[nfais-l] NFAIS Enotes, GIGO

Fri Apr 6 08:40:36 EDT 2012

NFAIS Enotes, January 2012
Written and Compiled by Jill O’Neill

GIGO (Garbage In, Garbage Out)

Back in August of 2009, I wrote an Enotes that discussed a laborious search experience I had in trying to track down a somewhat obscure artist whose work I’d seen in a museum that summer. The piece focused on my perceptions of Google’s failures in support of my information seeking. Some of the sample search queries were these: 

● Rhead illustration “Arthurian myth”
● Rhead illustration “King Arthur”
● Golden Age “American Illustration”

One pull quote sums up my disappointment --: “...Google (even in its “personalized” version) did not (and perhaps truly cannot) piece together two hours of consecutive search queries and understand the nature of my information need. On August 28, 2009, Jill O’Neill is searching for 19th century American book illustrator and graphic artist, Louis John Rhead, and related concepts. Based on queries and click-through behavior during the current 30 minute search session, she appears to have an interest in viewing examples of his artistic output. Based on her previous Web history with us (Google), result sets should be predominantly from high-quality, high-ranking informational sites (.edu or .org) with preferred reading level at or above 8th grade...”

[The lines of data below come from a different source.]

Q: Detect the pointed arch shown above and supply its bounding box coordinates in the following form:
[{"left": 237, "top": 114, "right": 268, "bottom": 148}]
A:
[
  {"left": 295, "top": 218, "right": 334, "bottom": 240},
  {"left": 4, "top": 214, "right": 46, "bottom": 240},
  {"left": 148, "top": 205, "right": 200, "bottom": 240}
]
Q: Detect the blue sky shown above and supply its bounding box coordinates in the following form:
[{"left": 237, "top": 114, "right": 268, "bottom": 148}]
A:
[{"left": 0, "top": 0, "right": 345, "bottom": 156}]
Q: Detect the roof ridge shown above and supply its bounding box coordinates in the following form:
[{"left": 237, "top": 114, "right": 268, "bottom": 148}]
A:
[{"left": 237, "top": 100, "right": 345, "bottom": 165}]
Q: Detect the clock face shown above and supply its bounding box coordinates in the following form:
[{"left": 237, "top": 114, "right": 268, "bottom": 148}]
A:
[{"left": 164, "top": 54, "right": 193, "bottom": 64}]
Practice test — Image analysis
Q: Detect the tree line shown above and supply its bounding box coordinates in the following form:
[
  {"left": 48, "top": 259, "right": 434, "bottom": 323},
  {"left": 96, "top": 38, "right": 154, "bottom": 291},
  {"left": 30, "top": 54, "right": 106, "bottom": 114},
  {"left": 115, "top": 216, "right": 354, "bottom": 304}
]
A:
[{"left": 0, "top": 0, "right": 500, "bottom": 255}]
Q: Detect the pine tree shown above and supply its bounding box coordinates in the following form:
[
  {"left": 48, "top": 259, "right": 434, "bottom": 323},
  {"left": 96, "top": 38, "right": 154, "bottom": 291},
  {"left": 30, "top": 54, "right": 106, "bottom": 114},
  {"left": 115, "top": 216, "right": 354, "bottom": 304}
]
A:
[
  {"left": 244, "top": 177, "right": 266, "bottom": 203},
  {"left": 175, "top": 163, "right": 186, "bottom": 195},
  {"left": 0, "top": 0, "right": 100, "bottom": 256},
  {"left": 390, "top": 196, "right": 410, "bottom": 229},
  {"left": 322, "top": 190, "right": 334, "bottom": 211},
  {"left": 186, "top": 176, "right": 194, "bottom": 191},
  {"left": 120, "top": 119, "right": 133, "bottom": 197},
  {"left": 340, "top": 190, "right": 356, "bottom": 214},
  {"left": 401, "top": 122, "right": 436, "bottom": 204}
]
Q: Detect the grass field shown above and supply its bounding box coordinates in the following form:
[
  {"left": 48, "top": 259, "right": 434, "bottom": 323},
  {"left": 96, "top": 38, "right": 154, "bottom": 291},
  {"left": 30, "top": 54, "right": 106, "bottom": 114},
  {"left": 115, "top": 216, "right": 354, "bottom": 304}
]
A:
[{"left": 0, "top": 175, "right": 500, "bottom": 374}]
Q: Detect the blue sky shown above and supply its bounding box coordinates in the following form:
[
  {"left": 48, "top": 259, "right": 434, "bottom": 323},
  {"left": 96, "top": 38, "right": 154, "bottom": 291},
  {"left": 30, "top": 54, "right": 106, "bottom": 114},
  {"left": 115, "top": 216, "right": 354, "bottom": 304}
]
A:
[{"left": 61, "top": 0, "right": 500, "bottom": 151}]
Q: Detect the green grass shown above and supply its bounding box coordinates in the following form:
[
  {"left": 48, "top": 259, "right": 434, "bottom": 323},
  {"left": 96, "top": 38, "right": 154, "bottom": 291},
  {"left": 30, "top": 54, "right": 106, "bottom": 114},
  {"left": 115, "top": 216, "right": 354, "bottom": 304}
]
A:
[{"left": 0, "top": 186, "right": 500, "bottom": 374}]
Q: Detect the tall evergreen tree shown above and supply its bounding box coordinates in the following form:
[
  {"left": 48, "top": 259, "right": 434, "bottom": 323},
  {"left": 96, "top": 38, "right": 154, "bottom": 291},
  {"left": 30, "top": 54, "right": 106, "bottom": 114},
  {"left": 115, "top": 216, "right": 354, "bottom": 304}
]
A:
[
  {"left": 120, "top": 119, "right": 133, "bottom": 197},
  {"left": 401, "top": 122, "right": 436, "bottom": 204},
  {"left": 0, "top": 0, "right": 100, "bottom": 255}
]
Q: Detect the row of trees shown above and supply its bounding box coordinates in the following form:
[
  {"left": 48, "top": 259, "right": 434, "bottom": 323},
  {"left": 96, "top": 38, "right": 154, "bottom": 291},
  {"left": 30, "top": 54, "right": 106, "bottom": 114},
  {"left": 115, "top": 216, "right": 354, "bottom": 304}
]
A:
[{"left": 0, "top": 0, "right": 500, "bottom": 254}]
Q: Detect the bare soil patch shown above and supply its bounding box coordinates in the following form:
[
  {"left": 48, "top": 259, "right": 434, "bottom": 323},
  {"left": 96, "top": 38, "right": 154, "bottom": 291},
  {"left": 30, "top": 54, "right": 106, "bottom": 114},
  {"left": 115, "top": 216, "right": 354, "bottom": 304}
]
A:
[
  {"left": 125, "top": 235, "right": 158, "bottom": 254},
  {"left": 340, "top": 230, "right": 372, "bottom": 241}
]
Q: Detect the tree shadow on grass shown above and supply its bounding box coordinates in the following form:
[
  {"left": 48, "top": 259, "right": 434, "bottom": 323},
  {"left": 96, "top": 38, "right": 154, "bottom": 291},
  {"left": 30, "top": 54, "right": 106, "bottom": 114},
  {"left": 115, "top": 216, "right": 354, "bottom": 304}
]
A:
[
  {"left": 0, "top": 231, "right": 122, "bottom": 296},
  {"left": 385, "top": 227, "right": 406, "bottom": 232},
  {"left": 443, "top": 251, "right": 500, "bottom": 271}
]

Recalling this, I was interested in (if somewhat skeptical of) Google’s announcement on January 10, 2012 of their release of “social search.” Would the enhancements announced improve my overall search experience?  (see: [http://googleblog.blogspot.com/2012/01/search-plus-your-world.html] http://googleblog.blogspot.com/2012/01/search-plus-your-world.html). 

Google made it clear that they were going to offer me results influenced by the sharing habits of my personal networks -- Google+ and Twitter -- and thereby direct me to the content that friends and colleagues had found to be of interest based on what they had shared on the Web. Looking for a broad search query that would transcend pre-conceived expectations, I decided to see what might pop up if I searched Google for the wildly popular BBC period television series, Downton Abbey. 

Those two words were the only elements to the query. Immediately Google offered me the option of viewing 120 items gathered via my social network on Google+ or the millions of results from the broader Web. In an effort to attract my attention to the personal results, Google included one or two photo avatars of people Google recognized as being known to me -- Peter Scott, John Blossom, etc. 

Clicking on a button to the right hand side of the screen generated a new page of results. At the top of the personal results were items from PBS, Newsweek and the Daily Beast, items shared specifically from those organizations’ brand pages on Google+.  Just below the top result was another item with the caption, “Tim O’Reilly shared this on oreilly.com,” and an indication of the date and time for that posting. Further down the page were items I’d seen via bloggers whose RSS feeds I captured in my Google Reader.  Not all blogged references to Downton Abbey from my Google Reader subscriptions were displayed -- only those items that  friends had shared in some specifically-social environment. Only if I clicked through on the link did it show me a particular context. Oddly enough, Google did display on that first page of results one of the items that I myself had shared with a limited group on Google+, a gleeful note from last September that the first season of Downton Abbey had won an Emmy (see: ([https://plus.google.com/100676333436662376518/posts/6JDn5AdFrsm] https://plus.google.com/100676333436662376518/posts/6JDn5AdFrsm).  Perhaps a little more baffling were items displayed that came to me out of a somewhat convoluted pattern. Friend X from a particular Circle I had on Google+ had shared a link to a blogspot item via her own blog on Wordpress. The peculiarity was that I couldn’t locate that link when revisiting her Wordpress blog. Somewhere the citation chain had been broken and I could only hope that Google was honestly delivering something to me that my acquaintance had at some point shared online.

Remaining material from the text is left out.